Jumping to the buy-side is no easy task. Most hedge funds, private equity firms and alternative asset managers interview a tiny percentage of candidates who apply and only hire a select few who actually make it through the door. While the interview process is different at every company, buy-side firms are known to ask some off-the-wall brainteasers to go along with more traditional interview questions.
We’ve compiled a selection of each style below. They are actual questions that were asked by buy-side firms of junior and mid-level candidates, who then shared them with us. How would you do?
- If you are McDonalds, which is better: A 5% increase in the price of all existing products (assuming price inelasticity) or a 5% increase in total volume as a result of a new product?
- If I ask you to research a company, what is the first thing you’ll look at: cash flow, income statement or a balance sheet? Why?
- What will you do if the stock falls 20% after one month of your buy recommendation?
- So you play poker. What are the odds of flopping a flush if you have two cards of the same suit? What if there is $200 in the pot and the guy ahead of you bets 40. Do you call? How many people must call before you to have good, "pot odds"?
- What ratios would you analyze to understand the liquidity, the efficiency and the profitability of a company?
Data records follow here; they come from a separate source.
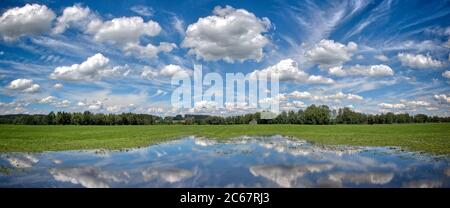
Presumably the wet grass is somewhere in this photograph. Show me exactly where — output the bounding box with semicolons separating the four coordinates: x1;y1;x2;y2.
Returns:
0;124;450;155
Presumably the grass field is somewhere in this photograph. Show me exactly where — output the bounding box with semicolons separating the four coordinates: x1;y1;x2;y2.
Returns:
0;124;450;155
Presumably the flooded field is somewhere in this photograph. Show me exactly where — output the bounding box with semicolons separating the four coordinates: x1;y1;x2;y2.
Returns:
0;136;450;188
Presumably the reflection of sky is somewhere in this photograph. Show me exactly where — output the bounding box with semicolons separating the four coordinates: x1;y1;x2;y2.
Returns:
0;136;450;188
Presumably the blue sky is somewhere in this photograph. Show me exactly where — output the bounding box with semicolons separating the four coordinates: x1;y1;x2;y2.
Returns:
0;0;450;116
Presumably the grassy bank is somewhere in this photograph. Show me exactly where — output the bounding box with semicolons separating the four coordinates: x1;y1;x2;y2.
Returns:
0;124;450;154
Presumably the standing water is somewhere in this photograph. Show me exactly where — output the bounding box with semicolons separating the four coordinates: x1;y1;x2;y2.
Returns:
0;136;450;187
- What kind of financial modeling have you done in the past?
- Let’s say I have two envelopes. And I tell you that one has twice as much as the other one. You open the first one and it has $100. You may open the second one but you forfeit the $100. What do you do?
- You work on the sell-side. Why do you want to join the buy-side?
- There are two companies in the same industry. One increases price and the other invests to increase production capacity. Which one would you rather invest in?
- Tell me about a piece of feedback that surprised you?
- What are the main reasons that the market is up this year?
- News breaks that a public company that you cover is about to acquire a private company. Your phones start to ring. On one line is your trader, on the other is your top institutional investor. Which phone do you answer and why?
- What are some of the weaknesses of a PE (price-to-earnings) valuation?
- Given the cost of production is $10 for one company and $40 for another, both with revenues at $50, given P/E at 1x. If one more cycle of cost-revenue goes by, which company should you invest in?
- Tell me about your worst investment decision.